The film concerns a society where all nuclear weapons, plus a bunch of people, suddenly disappeared one day, and consequently a man became famous claiming to be the messiah, the disappearances acting as some sort of rapture. Most people believe this guy to indeed be what he asserts, all except for a few rogue traditional Christian types who view him as the devil, which may be true considering his henchmen and such are often shown blowing innocent civilians away. Fahey plays Thorold Stone, a cop non-believer (in either) whose wife and child disappeared in the assumed rapture. He becomes locked up in a conspiracy by the big powers to unleash a mysterious computer program onto the masses, and has to ally his forces with a group of the ‘Haters’ (those who believe your man to indeed be Lucifer).
Well that’s the story, but I know what you’re really dying to know, how bushy are Fahey’s eyebrows? I’ll tell you this, those eyebrows are a twitching wonder of modern cinema, and they're no different in this. They move around like Miles Davis running the voodoo down. It’s balletic arabesques superimposed into a forehead paradigm. Perhaps not quite at the eyebrow pinnacle of Sketch Artist 2: Hands That See, but nevertheless they still command attention and respect.
Fahey’s real talent lies in bringing in disparate conceptions and notions all under one unilateral banner, and fusing them to run synchronically within that single medium. Here we get the kind of thought provoking discourse on the utopian vision that resulted in A Brave New World and 1984 each being regarded as high watermarks in literature. Indeed Fahey goes beyond each. He is able to maintain the treatise nature of Huxley’s ode to joy, and also the more balanced story basis of Orwell’s terrifying disquisition. Is mindless acceptance of the establishment, but while being happy, the only way to a true utopia? Is it total freedoms in speech and act? Who should have power to decide? Is institutional hegemony a scar on humankind? Fahey answers none of these fundamental questions in such an overt manner as to make those answers obscured by his own humanistic perfection. He realises that for true understanding and handling it is no good to hand the correct answers to the masses; it is only up to him to guide and mentor us in the right direction, a direction where the only absolute is that of Fahey.
The highlight of the picture is a scene where an ignorant peon strapped to the boot of Fahey’s good side challenges Fahey’s own atheistic sensibilities.
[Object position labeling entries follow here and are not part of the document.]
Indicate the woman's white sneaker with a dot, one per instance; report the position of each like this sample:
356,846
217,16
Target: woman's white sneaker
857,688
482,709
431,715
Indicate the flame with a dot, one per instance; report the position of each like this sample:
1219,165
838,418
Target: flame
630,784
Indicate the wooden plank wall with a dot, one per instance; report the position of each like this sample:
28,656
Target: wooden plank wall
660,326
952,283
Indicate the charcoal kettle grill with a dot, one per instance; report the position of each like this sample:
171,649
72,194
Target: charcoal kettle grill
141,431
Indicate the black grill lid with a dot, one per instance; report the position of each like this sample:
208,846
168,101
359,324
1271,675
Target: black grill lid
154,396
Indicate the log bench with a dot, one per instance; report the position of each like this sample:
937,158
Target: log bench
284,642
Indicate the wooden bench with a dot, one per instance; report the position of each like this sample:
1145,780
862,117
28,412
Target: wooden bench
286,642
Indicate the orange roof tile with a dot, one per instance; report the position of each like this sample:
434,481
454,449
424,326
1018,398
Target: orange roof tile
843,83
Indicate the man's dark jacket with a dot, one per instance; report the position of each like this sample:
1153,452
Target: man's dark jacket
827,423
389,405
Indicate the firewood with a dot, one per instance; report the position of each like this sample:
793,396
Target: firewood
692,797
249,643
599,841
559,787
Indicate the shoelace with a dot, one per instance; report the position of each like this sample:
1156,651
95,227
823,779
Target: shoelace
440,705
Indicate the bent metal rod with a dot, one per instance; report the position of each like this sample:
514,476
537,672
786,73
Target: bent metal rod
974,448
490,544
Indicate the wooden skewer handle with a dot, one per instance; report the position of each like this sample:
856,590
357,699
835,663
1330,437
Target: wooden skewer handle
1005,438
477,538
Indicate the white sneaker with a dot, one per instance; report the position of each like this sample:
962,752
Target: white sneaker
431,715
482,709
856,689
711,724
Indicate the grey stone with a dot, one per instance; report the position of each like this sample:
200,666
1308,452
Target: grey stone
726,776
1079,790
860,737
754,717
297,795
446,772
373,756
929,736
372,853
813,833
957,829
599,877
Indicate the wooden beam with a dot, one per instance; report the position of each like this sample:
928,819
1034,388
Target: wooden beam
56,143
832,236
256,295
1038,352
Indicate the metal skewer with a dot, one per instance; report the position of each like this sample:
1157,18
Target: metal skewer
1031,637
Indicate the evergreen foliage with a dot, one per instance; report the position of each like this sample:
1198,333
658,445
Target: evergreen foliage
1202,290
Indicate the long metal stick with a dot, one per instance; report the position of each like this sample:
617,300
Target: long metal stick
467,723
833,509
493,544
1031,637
It is a powerful plot point, just witness as our man elucidates on the absurdities of faith, and how he, through that glimmer in his eyes, develops a postulation of how the concept of god is but a humanly constructed idea taken, via great historical movements and many many years, to extreme lengths of belief to become the ultimate myth all in the name of a fear and rejection of mortality.
His eyebrows were alive with fire and the spirit of Feuerbach as he shouted repeatedly at the mystical deity to knock over his cup. Of course no reply was forthcoming, that is until Fahey himself knocked it over on his way past it. Now if this isn’t an overt reference to the divinity of Fahey, then I don’t know what is. However the fixity of Fahey’s integrity and talent should be evidence enough.
Revelation then. The big question for the plot is whether this self-labelled messiah is the god incarnate, is he? Or is he the dark lord Beelzebub? Or perhaps an extraterrestrial alien from a far off galaxy? Or is he just a twat?
If you really want to know the answer I suggest watch this flick. But even if you don’t want to know the query rejoinder, and I wouldn’t blame you, I would still suggest you capture this cinematic product in your mind right now, the presence of one Jeff Fahey, and his sweet omniscience, are firm reasons to join an ever increasing audience of those who will one day help to set the sun in the name of Jeff Fahey.
2 Comments:
BRILLIANT!!! ha! hells fire, one of the greatest of your Faheyist works, Sir Fleming. did i count two half man / half biscuit references?? marvellous! i laughed my nuts asunder.
the whole christian sci-fi action epic genre has interested me for some time, i must say, although i've yet to see any of them. Left Behind is somethin of a milestone in said genre, an that Fahey is involved in it all, well, it makes so much sense my head threatens to choke on its own brains.
Science Fiction? Not.
I feel badly for you who do not know the peace that knowing where your future lies brings.
Wordy self-aggrandizing diatribes of mockery will not stand when the day comes, and it is near.